La SNCB a dévoilé une partie de son nouveau Plan de Transport, trois ans après le dernier en date. Parmi les améliorations : une augmentation du nombre de trains mais également une augmentation des fréquences sur certaines lignes.

D’ici 2023, la SNCB va augmenter son offre de train de 4,7 %. En Brabant wallon, de nombreux changements auront lieu dès la fin de l’année, tandis que la plupart d’entre eux commenceront dès 2021.

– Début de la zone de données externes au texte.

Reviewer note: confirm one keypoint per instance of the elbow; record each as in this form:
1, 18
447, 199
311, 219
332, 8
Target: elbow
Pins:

Dès le 13 décembre, la SNCB améliorera son offre suburbaine (S) avec la ligne S61 Namur/Jambes - Charleroi - Ottignies, qui ira jusqu’à Wavre, en passant par Limal et Bierges, également pendant les heures creuses. Cela signifie que durant les jours de semaine, il y aura trois trains par heure à la place de deux. La ligne S9, qui relie Braine-l’Alleud à Louvain, ajoute deux arrêts supplémentaires à son trajet et circulera donc tout au long de la journée vers Tirlemont et Landen.

Ces prochaines améliorations sont déjà intégrées dans le planificateur de voyage, ce qui signifie que les voyageurs peuvent dès à présent prendre connaissance de ces changements.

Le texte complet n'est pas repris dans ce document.